Que Chinatown seja tão conhecedor de Los Angeles (e dos Estados Unidos) deve um bocado a Robert Towne. O roteiro foi seu, e enriquecido pela vida no sul da Califórnia e pela pesquisa incomum. Mais que isso, o projeto havia sido concebido por Jack Nicholson como Jake Gittes, e para Robert Evans como produtor. Polanski chegou à mesa depois. Ele guerreou com Faye Dunaway, e desafiou o que ele tomou como suavidade na conclusão de Towne. Foi a experiência de Polanski e sua perícia narrativa que insistiam em afirmar o poder de Noah Cross e em ter Evelyn Mulwray assassinada, com Gittes deixado destituído de poder. Certamente esta decisão foi vital, e talvez isso exigisse o nível de apreciação de Polanski do que a maldade poderia fazer.
Isto é o que torna Chinatown um grande filme, assim como um grande espetáculo. Polanski está em toda parte do filme, ganancioso por detalhes, socando o nariz de Nicholson, instando o Cross de John Huston para ser heroico e expansivo, assediando Evelyn e obtendo o olhar e o sentimento justo certo. Anos depois, a dita continuação, The Two Jakes [A Chave do Enigma], celebra Polanski através de sua ausência. Então, era fatalmetne parisiense.
O Inquilino contem o melhor e o pior de Polanski. Começa com uma situação grávida de desconforto: o espaço preciso e claustrofóbico e um herói nervoso ansiando por ser vitimizado. Polanski interpreta o papel e nos apresenta o quão longe a face de lobo tímido é uma imagem de culpa, sabedor que seu destino será terrível. Mas a promessa explode em exagero e o ambiente se transforma em gabinete do grand guignol. No final, é ridículo, e evidência que Polanski perdeu a mão, sempre que perde aquele ritmo furtivo do medo cômico.
Uma vez em certo momento parecia impossível que Polanski estagnasse. No entanto, aconteceu. A Morte e a Donzela e O Último Portal não parecem pertencer a ele, enquanto outrora, parecera pôr seu selo em qualquer coisa, em tudo. Esta liberdade não o enriqueceu. Não há uma conversa sobre o retorno à América; e nenhuma sugestão de que a música não deva ser enfrentada. Em Paris, Polanski parecia desconsolado, um girador de polegares. E enquanto o tempo passava, o humor para seus melhores filmes é quase esquecido.
O Pianista foi um triunfante retorno. Vencedor em Cannes, foi julgado antiquado. Mas nos Oscars, pareceu clássico e incomumente pessoal. O prêmio de melhor diretor foi uma surpresa - mas não persuadiu Polanski a aparecer.
No entanto...
Texto: Thomson, David. The New Biographical Dictionary of Film. N. York: Alfred A. Knopf, 2018, pp. 2086-90.

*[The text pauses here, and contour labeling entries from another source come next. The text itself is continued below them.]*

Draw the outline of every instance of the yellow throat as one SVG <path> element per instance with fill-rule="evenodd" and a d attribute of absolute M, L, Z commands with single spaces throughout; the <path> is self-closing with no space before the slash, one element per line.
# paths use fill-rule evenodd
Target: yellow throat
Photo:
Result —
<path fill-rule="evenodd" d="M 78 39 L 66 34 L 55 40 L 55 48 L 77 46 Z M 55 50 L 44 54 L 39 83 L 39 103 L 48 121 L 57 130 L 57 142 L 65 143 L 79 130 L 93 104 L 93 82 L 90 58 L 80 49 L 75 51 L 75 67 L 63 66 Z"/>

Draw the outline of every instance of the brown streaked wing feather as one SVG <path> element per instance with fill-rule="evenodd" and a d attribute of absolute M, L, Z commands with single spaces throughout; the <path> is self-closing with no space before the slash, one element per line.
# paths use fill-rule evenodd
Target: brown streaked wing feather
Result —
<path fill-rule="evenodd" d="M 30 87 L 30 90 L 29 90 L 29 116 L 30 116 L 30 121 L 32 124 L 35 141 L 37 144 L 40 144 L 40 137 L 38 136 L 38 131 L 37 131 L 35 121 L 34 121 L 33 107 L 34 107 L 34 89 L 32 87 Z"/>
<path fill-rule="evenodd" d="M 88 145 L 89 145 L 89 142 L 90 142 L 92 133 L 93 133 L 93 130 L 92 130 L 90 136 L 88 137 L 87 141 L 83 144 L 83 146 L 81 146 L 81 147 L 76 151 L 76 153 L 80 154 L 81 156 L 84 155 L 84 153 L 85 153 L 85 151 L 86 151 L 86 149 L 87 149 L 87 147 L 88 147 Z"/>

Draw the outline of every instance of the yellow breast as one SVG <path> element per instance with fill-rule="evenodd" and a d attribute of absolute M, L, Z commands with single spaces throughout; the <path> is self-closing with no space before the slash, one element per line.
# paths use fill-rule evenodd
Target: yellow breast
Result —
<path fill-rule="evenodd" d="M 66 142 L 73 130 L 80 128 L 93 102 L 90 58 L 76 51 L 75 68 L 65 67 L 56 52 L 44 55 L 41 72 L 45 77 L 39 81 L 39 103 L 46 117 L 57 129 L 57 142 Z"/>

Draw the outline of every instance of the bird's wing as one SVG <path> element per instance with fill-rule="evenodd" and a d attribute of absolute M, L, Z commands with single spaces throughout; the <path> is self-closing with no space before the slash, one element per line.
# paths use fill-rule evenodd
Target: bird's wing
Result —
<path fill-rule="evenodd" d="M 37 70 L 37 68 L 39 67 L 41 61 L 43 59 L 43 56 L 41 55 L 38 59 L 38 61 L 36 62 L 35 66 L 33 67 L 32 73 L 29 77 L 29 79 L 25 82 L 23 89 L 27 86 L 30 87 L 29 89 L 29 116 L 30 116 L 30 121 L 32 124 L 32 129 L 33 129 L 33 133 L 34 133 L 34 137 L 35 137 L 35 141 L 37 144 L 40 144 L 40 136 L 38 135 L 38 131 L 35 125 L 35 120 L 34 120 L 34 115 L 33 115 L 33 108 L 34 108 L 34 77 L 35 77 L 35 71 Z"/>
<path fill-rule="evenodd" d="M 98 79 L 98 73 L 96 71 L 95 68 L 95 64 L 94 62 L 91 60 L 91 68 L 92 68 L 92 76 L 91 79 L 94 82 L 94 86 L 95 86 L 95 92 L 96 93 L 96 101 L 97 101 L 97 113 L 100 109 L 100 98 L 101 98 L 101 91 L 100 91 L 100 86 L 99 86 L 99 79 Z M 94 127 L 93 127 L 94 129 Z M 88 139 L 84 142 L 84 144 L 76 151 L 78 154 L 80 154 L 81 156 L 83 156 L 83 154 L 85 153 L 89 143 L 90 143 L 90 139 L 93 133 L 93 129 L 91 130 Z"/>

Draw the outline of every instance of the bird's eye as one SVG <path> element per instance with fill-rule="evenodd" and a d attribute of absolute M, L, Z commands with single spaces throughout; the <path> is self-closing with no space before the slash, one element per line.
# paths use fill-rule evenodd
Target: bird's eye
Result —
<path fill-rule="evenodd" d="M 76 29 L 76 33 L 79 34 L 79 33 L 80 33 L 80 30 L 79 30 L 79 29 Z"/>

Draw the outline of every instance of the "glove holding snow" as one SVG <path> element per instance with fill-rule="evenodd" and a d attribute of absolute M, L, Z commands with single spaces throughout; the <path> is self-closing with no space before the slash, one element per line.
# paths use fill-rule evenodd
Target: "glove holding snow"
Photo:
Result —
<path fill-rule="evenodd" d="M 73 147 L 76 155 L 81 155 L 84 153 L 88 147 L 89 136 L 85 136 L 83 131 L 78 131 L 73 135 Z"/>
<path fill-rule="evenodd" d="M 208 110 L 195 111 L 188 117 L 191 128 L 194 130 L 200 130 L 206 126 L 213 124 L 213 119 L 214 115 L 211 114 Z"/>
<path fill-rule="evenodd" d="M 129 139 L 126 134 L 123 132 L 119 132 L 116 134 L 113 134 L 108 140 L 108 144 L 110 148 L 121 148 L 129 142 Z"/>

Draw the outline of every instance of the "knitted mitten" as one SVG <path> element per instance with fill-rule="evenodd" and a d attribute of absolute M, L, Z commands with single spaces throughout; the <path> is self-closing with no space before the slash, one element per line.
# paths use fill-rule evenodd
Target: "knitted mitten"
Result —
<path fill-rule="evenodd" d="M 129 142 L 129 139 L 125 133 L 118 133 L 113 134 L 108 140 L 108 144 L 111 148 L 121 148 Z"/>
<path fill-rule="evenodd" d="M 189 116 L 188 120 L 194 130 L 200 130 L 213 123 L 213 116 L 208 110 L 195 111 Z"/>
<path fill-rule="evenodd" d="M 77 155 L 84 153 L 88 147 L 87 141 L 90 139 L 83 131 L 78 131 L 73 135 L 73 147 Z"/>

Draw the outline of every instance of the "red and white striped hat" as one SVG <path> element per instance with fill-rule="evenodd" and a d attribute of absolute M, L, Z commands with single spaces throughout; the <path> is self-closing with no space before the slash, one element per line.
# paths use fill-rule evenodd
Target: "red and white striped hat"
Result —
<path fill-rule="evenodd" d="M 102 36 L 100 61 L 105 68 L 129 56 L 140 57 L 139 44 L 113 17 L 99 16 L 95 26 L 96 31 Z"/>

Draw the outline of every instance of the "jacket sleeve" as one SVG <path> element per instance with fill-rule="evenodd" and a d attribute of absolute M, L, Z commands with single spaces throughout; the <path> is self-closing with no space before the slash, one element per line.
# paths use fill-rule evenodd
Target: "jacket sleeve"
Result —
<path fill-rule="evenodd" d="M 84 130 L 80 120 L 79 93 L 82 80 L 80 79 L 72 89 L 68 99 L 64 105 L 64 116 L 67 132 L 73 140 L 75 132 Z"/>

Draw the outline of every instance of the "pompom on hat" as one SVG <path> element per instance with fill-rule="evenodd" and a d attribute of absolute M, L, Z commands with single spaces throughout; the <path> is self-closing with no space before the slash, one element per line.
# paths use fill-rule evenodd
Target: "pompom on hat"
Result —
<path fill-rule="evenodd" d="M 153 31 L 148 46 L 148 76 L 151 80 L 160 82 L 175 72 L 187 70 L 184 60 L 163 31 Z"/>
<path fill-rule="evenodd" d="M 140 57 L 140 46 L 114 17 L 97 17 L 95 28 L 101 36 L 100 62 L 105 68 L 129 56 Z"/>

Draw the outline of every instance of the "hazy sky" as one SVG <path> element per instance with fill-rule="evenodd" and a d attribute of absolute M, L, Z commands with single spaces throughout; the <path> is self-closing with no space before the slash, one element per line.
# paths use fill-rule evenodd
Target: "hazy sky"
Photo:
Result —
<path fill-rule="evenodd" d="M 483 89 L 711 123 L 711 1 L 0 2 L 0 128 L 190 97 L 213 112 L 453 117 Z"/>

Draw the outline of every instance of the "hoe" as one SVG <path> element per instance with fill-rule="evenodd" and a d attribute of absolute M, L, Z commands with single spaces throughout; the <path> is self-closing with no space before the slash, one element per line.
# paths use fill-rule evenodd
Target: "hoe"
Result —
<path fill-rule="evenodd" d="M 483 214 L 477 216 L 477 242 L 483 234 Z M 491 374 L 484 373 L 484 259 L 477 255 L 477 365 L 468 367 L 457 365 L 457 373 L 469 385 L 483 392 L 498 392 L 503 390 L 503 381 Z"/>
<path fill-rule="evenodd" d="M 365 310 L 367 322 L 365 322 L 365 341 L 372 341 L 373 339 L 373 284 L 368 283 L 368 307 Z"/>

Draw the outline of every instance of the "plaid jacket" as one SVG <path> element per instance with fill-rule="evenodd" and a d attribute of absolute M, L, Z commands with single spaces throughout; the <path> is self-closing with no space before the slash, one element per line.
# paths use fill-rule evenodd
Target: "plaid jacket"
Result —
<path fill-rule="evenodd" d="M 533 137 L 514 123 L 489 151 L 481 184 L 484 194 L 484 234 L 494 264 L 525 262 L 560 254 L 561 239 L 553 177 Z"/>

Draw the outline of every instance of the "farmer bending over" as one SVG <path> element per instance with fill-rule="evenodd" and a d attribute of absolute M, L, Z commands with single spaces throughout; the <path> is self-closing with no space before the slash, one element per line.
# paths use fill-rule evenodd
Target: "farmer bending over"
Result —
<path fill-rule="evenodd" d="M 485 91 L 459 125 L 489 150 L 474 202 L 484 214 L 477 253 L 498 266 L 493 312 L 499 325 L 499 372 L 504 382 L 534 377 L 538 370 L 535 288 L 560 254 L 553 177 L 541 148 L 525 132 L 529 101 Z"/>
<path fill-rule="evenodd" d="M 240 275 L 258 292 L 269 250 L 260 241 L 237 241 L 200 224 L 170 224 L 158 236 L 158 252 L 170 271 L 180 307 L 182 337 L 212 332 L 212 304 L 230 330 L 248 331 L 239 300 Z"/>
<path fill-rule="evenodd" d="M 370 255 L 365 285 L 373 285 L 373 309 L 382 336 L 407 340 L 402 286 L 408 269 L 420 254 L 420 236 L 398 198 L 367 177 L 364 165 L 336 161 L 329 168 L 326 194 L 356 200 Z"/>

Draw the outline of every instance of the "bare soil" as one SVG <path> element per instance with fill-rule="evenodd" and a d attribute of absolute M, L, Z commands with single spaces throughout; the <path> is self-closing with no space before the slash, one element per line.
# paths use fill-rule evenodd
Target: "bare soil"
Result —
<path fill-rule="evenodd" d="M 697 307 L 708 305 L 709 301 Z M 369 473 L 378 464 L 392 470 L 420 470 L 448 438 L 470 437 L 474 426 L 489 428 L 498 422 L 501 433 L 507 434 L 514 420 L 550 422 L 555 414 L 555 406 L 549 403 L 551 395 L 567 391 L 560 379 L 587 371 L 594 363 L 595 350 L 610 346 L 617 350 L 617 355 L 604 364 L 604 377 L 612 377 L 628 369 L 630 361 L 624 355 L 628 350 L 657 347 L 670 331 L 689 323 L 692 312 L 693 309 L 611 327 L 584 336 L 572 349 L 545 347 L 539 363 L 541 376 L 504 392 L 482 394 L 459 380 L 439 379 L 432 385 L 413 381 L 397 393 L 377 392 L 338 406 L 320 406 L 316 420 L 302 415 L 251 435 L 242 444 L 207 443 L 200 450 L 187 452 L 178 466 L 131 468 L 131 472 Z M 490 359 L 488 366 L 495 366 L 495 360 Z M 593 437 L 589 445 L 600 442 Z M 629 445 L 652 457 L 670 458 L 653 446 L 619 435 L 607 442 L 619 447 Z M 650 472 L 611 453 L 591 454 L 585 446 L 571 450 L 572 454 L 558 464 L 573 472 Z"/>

(*) Romance lançado em 1965, e adaptado para o cinema em 2019 por Václav Marhoul, numa produção da República tcheca, Eslováquia e Ucrânia. O autor nasceu no mesmo ano e cidade de Polanski e foi próximo dele, alegando ter escapado acidentalmente de ter sido morto, juntamente com sua então companheira, no massacre de Cielo Drive por conta de problemas com sua bagagem. Polanski negaria o episódio em sua autobiografia. Cf. https://en.wikipedia.org/wiki/Jerzy_Kosi%C5%84ski
(**) N. do E: na verdade, Endgame, peça escrita por Samuel Beckett, em 1957.